Piper hasn’t been seen since he attempted to take on the Rogues during their attack in The Flash 12, and unfortunately for Piper, he was taken out effortlessly both times. This scene really is a perplexing choice. I can assume that Piper appears to show at least some sort of hero fighting back against Grodd or to reintroduce Piper for a future story, but he just leaps out of nowhere and is taken out instantly and not seen again for the entire issue, and it’s been so long since we last saw him in the first place; it was more of a non sequitur than a fight, and it just came across as a really jarring moment. It also weakens Piper as a character; are we supposed to take him seriously after two humiliating defeats? He’s becoming a joke, and Piper’s a character with too much potential to be turned into a joke.
Still, despite a few problems here and there, this is a surprisingly well-done issue. It also manages to hit a deceptively difficult balance; it furthers plot points and revisits characters from the monthly Flash book, introduces some “new” Rogues into the mix, ties-into the main Forever Evil book without the connection feeling ham-fisted, and still somehow finds room to tell a compelling one-shot story about Gorilla Grodd! It’s too dark of an issue to call it fun—something I think we’ll be seeing a lot this month from DC—but I still enjoyed this issue a lot more than I expected to.
So Scott, what did you think of all these gorillas?

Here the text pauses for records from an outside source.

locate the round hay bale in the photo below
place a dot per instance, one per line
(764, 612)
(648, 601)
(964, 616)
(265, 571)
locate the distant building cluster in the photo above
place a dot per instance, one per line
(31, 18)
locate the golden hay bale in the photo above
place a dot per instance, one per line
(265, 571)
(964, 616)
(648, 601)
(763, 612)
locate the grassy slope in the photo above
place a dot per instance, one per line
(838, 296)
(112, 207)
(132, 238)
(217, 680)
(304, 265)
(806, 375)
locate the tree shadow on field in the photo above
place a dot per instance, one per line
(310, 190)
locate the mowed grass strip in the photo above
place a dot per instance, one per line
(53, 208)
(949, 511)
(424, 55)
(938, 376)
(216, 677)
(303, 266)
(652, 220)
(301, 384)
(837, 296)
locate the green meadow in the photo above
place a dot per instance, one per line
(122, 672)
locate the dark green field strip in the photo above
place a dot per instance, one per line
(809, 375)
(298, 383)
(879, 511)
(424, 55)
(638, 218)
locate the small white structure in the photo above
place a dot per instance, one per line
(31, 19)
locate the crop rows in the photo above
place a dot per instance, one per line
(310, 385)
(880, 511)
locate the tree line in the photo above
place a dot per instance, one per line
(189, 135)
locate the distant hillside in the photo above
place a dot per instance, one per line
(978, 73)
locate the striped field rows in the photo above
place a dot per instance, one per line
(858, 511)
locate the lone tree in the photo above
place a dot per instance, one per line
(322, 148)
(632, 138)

Are you interested in Grodd’s newfound direction and introspection, or do you miss the old Grodd? Do you appreciate circling back to previous plot points, or does it feel like too much of a retread for you? Remember, you can’t get bored and hop off until you answer all the questions!
Scott: Boy, if only I could fly off and start anew anytime I get sick of my life. Who doesn’t want to pull a Grodd every now and then, am I right? But hey, we can’t all be hyper-intelligent, telepathic Gorilla Kings…

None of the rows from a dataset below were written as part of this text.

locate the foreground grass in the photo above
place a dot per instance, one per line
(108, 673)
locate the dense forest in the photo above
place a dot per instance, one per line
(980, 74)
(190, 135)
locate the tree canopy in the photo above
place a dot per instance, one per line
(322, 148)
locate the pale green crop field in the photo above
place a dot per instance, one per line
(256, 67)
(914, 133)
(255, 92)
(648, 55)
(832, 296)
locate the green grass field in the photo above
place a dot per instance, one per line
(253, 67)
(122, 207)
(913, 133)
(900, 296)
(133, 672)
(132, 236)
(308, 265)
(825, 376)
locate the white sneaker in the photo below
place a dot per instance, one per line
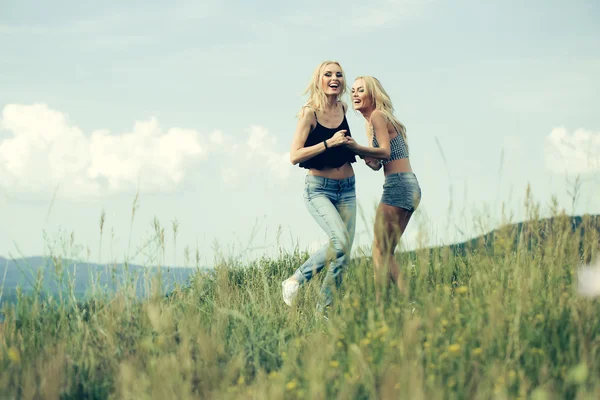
(289, 288)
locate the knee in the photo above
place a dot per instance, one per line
(341, 246)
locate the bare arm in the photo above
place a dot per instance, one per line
(383, 138)
(299, 153)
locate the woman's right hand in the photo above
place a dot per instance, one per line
(338, 139)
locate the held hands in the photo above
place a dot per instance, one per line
(338, 139)
(373, 163)
(351, 143)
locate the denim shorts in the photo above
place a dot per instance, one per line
(402, 190)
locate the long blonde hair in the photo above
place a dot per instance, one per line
(317, 97)
(382, 102)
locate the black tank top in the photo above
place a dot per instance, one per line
(333, 157)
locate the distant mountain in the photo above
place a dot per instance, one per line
(55, 274)
(24, 272)
(528, 234)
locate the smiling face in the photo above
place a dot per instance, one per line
(361, 100)
(332, 79)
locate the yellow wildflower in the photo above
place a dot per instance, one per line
(454, 348)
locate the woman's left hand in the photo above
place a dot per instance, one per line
(351, 143)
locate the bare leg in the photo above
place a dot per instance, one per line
(390, 224)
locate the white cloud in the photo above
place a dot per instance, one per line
(47, 150)
(256, 154)
(576, 153)
(44, 150)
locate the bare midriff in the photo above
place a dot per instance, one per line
(397, 166)
(343, 172)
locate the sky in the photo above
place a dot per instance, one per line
(172, 122)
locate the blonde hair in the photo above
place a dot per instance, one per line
(382, 102)
(317, 97)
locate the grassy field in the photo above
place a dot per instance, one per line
(499, 321)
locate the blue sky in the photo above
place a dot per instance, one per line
(194, 103)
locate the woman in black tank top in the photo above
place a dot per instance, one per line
(319, 145)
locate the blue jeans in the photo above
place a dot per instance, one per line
(332, 203)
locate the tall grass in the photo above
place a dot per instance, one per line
(501, 320)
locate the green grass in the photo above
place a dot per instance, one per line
(501, 322)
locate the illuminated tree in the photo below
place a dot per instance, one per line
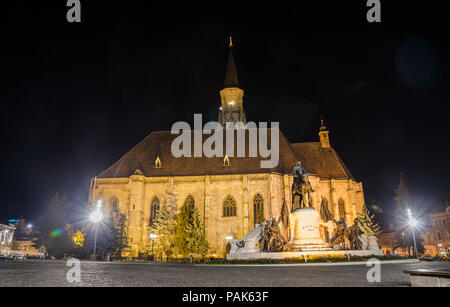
(163, 226)
(366, 223)
(189, 232)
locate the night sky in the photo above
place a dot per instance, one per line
(76, 97)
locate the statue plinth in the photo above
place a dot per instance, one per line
(305, 232)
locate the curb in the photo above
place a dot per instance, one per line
(407, 261)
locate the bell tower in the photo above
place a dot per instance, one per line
(231, 107)
(323, 135)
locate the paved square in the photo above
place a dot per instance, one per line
(53, 273)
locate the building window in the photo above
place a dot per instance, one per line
(189, 201)
(226, 161)
(258, 209)
(341, 209)
(229, 206)
(158, 162)
(154, 208)
(114, 203)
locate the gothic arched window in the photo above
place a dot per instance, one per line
(341, 205)
(229, 206)
(258, 209)
(114, 205)
(154, 208)
(189, 201)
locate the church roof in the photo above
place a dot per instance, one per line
(231, 78)
(323, 162)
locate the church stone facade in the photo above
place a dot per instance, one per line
(232, 194)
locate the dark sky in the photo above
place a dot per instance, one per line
(76, 97)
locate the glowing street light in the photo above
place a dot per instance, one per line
(153, 237)
(413, 224)
(96, 217)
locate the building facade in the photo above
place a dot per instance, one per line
(434, 232)
(6, 238)
(232, 193)
(437, 237)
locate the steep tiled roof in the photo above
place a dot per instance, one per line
(323, 162)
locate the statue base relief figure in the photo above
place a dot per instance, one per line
(305, 234)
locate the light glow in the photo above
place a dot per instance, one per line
(96, 216)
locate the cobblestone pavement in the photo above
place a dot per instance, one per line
(53, 273)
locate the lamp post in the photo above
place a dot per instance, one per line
(413, 224)
(228, 246)
(153, 237)
(96, 217)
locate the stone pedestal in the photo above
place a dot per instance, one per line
(372, 243)
(305, 224)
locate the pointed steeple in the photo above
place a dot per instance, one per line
(231, 106)
(323, 134)
(231, 78)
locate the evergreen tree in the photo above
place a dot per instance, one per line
(198, 243)
(189, 232)
(120, 242)
(112, 236)
(163, 227)
(366, 224)
(54, 231)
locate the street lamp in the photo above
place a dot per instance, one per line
(153, 237)
(96, 217)
(413, 224)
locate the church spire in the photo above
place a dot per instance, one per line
(231, 78)
(323, 134)
(231, 107)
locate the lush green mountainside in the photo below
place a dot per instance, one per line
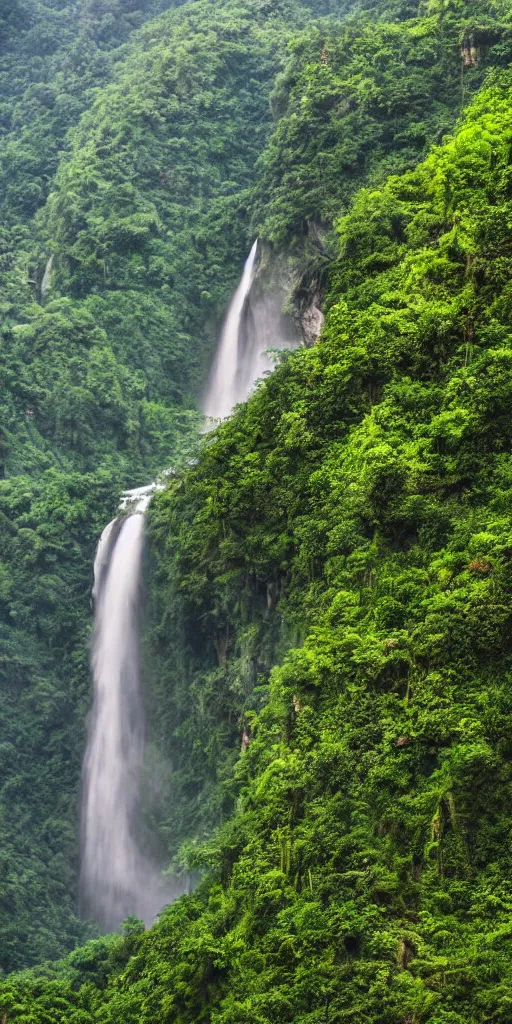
(100, 369)
(353, 514)
(363, 497)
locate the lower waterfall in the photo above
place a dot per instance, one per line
(117, 880)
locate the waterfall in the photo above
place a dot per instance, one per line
(225, 386)
(117, 880)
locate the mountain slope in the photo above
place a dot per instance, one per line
(365, 871)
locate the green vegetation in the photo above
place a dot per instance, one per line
(363, 498)
(328, 639)
(103, 348)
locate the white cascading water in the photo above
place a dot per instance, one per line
(226, 385)
(117, 879)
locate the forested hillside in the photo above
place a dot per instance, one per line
(329, 571)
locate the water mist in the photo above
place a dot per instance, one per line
(117, 880)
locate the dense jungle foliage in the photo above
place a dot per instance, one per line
(121, 240)
(330, 582)
(361, 497)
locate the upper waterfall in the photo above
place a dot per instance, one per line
(226, 385)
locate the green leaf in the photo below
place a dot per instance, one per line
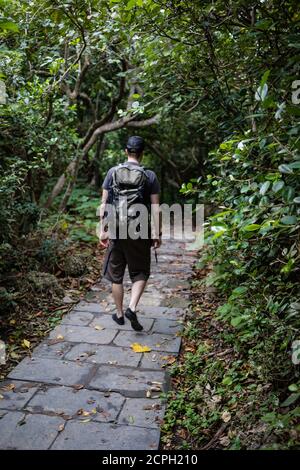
(285, 168)
(264, 188)
(277, 186)
(293, 388)
(236, 321)
(265, 78)
(289, 220)
(9, 26)
(227, 381)
(291, 399)
(240, 290)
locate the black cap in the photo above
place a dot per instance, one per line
(135, 144)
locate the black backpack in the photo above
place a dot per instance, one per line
(130, 185)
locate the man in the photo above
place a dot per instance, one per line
(123, 180)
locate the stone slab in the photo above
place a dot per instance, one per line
(161, 312)
(109, 355)
(165, 326)
(77, 318)
(17, 397)
(92, 307)
(76, 403)
(102, 436)
(156, 360)
(53, 371)
(157, 342)
(47, 349)
(28, 432)
(128, 381)
(142, 412)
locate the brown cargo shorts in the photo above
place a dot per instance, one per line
(134, 253)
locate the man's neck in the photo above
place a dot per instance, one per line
(133, 160)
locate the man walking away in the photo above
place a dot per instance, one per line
(134, 184)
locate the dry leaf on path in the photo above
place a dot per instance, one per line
(26, 343)
(139, 348)
(99, 327)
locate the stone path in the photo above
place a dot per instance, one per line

I am definitely relieved and excited about Grodd’s newfound direction at the end of the book. Despite offering a unique look into Grodd’s psyche, this issue mostly served to reinforce and amplify things we already knew about him. Turns out, he’s even more ruthless than I thought! Early in the issue, Grodd tells Solovar that his only responsibility is to the future of their race, but that quickly goes out the window once the gorillas start getting in the way of his real agenda. One of the most powerful and telling moments of the issue comes when Grodd shows just how far he’s willing to go to take down any and all who disagree with him.
Although Grodd “wins” this fight and gets every man and ape to kneel before him, it must have been a blow to his psyche to realize no one is on his side. I can’t help but wonder if part of his reason for leaving was because he felt so completely alone in his ideology. Even if you have absolute power, I imagine it would be boring to garner zero enthusiasm for all your big ideas. Evil as he is, Grodd just wants someone to “get” him. Maybe that contributes to the cute little existential crisis he has as he flies away.
I still think Grodd will need to change even more go be able to carry his own stories. Spencer, I agree that some of the plot points felt familiar, which only reminded me that, just like before, I’m still not on Grodd’s side. That’s not to say that can’t change, but in order to be a compelling title character, Grodd will need to display a little more humanity (or peaceful ape-manity?) This issue was clearly presented from Grodd’s POV, but I found myself latching onto anyone who might be able to get in his way, just because I dislike him so much. I suppose it’s possible to tell a story where you root against the main character the whole time, but it seems risky.
I have to say I’m impressed with this issue. Buccellato manages to tell a thoroughly entertaining story that draws from The Flash universe without using it as a crutch. Plus, I’m always up for a good ape-brawl, and Chris Batista did an excellent job stepping in as penciller and delivering fun and stylish art. Now I’m just hoping Grodd finds something interesting to do, though anything that’s fun for Grodd probably isn’t for anyone else.